In attempting to qualify under the complete redemption rules ( Q 300), the adverse effect of family attribution rules, that is, the rules that attribute stock ownership between family members as distinct from other attribution rules that attribute stock ownership from or to estates, trusts, or business entities, ordinarily may be overcome if a shareholder from whom stock is redeemed:
(1) retains no interest in the corporation except as a creditor immediately after redemption;(2) does not acquire any such interest other than stock acquired by bequest or inheritance within 10 years after the date of the redemption; and
(3) files an agreement, called a waiver agreement, to notify the IRS of a redeeming shareholder’s acquisition of a forbidden interest within the 10-year period.1
With respect to distributions after August 31, 1982, an entity such as a trust or estate that terminates its interest may waive family attribution rules as long as the related party, that is, a beneficiary, stockholder, or partner through whom ownership of stock is attributed to the entity, joins in the waiver.
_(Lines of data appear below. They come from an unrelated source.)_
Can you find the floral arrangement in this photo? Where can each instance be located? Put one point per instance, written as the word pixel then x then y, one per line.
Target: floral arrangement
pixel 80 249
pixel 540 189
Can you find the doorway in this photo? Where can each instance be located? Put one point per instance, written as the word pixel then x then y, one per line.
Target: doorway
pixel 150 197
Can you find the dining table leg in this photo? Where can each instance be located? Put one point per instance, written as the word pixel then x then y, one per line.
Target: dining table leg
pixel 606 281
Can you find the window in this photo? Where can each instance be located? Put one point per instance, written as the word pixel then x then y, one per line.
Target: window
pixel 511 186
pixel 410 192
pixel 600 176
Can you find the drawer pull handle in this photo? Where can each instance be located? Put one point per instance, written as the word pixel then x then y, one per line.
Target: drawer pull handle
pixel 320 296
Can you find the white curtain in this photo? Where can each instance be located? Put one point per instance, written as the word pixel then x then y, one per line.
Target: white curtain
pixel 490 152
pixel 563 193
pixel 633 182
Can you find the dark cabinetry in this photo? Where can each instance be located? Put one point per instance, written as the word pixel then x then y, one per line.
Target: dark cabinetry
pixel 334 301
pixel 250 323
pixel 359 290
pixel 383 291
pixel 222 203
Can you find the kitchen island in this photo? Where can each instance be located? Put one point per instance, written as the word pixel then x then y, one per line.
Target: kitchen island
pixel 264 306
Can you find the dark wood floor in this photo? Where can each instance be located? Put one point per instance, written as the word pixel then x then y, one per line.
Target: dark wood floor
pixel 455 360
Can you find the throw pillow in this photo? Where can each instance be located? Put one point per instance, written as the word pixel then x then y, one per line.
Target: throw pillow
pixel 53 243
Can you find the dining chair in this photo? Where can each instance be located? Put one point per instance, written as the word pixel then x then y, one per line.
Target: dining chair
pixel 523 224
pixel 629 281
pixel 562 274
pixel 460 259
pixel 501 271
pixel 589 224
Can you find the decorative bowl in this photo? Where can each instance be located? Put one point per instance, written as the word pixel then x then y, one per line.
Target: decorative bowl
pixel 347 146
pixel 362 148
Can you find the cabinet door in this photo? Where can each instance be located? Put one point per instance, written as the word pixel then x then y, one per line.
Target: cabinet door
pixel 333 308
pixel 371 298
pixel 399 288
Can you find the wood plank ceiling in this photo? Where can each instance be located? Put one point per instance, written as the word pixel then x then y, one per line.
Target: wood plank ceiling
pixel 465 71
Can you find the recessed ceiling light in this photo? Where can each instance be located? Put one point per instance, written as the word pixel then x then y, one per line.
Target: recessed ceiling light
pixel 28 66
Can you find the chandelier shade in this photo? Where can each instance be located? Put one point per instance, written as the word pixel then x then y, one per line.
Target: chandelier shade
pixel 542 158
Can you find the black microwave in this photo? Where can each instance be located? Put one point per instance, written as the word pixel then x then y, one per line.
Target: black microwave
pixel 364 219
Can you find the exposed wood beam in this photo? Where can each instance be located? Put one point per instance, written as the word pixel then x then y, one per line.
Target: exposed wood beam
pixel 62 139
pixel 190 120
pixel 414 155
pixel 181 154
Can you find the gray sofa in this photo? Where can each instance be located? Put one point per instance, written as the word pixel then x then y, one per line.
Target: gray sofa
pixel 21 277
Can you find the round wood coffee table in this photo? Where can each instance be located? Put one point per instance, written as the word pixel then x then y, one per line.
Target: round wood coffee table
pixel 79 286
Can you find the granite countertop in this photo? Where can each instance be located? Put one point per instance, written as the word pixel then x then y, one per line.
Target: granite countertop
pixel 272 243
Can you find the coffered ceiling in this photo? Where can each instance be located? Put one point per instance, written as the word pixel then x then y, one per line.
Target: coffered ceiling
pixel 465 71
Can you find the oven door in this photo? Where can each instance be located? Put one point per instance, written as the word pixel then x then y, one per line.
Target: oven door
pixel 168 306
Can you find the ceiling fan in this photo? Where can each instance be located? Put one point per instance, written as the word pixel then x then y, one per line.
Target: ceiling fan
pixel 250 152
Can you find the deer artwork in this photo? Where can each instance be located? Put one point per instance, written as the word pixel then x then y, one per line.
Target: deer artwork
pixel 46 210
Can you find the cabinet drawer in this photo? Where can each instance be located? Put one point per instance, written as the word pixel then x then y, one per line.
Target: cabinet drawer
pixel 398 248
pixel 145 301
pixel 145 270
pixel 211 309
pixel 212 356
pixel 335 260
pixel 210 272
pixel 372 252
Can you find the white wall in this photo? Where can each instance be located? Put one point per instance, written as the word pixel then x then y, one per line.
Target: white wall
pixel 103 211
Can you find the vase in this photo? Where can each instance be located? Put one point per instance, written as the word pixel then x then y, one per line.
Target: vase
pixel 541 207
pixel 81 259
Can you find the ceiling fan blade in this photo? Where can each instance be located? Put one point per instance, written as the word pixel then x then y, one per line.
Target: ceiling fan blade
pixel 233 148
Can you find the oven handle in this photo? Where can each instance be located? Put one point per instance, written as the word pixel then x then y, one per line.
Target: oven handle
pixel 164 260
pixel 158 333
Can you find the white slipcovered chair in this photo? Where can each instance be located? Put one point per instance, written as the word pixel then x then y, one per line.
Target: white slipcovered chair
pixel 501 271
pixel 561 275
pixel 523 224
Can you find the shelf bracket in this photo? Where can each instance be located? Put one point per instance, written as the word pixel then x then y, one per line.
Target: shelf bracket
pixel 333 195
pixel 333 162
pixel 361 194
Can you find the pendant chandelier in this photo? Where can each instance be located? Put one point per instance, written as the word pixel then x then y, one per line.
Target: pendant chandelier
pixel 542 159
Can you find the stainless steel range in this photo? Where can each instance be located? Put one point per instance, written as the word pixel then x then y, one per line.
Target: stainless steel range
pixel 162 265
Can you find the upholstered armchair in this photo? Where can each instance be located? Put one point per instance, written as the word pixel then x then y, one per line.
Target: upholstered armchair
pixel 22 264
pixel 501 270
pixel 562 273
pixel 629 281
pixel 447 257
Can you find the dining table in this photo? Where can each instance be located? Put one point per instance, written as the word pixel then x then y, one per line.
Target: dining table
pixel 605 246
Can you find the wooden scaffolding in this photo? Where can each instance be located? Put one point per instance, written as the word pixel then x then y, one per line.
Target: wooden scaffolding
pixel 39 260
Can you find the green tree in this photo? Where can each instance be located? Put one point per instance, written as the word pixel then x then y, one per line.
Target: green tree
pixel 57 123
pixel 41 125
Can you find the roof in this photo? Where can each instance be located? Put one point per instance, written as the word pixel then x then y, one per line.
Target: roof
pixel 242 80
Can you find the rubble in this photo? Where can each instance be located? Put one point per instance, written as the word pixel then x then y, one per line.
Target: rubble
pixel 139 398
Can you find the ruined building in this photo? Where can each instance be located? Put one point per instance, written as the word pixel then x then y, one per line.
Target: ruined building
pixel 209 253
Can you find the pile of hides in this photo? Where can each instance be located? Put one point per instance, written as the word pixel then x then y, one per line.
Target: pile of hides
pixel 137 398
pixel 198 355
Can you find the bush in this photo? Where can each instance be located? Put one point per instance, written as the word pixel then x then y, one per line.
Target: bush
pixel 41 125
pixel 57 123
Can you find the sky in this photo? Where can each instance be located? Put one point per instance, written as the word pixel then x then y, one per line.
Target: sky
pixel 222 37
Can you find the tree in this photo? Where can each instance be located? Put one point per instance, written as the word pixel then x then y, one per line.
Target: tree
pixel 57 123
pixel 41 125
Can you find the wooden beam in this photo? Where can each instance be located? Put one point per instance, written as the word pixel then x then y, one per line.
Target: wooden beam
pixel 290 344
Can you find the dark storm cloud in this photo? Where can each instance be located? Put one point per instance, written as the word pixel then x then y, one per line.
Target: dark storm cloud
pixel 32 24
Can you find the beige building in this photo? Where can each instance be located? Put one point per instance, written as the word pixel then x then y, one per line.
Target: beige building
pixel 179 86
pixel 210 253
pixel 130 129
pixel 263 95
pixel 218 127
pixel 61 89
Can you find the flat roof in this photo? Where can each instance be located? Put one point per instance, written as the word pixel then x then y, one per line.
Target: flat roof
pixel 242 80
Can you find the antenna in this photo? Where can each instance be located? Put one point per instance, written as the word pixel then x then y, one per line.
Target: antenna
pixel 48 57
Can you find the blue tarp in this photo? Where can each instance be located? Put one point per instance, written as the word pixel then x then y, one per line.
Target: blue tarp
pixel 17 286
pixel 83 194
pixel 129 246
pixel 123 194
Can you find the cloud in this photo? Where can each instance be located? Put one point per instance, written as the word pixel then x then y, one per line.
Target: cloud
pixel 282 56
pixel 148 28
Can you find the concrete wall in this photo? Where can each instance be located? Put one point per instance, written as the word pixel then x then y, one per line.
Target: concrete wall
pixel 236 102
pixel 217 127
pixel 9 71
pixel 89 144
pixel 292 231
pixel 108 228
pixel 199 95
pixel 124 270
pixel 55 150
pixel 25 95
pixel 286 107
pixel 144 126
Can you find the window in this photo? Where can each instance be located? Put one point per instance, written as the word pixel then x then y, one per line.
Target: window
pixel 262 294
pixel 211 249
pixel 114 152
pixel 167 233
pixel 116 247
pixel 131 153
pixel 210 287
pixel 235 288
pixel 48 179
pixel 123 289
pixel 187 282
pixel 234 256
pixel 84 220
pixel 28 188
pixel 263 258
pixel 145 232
The language of the IRC prohibits waiver of entity attribution.2
Family attribution rules will not be waived (1) if any portion of redeemed stock was acquired, directly or indirectly, by a redeeming shareholder within 10 years before redemption from any member of the shareholder’s family named in the family attribution rules, or (2) if any member of a redeeming shareholder’s family named in the family attribution rules owns stock in the corporation at the time of the redemption and the person acquired any stock in the corporation from the redeeming shareholder within 10 years before the redemption, unless the acquired stock is redeemed in the same transaction.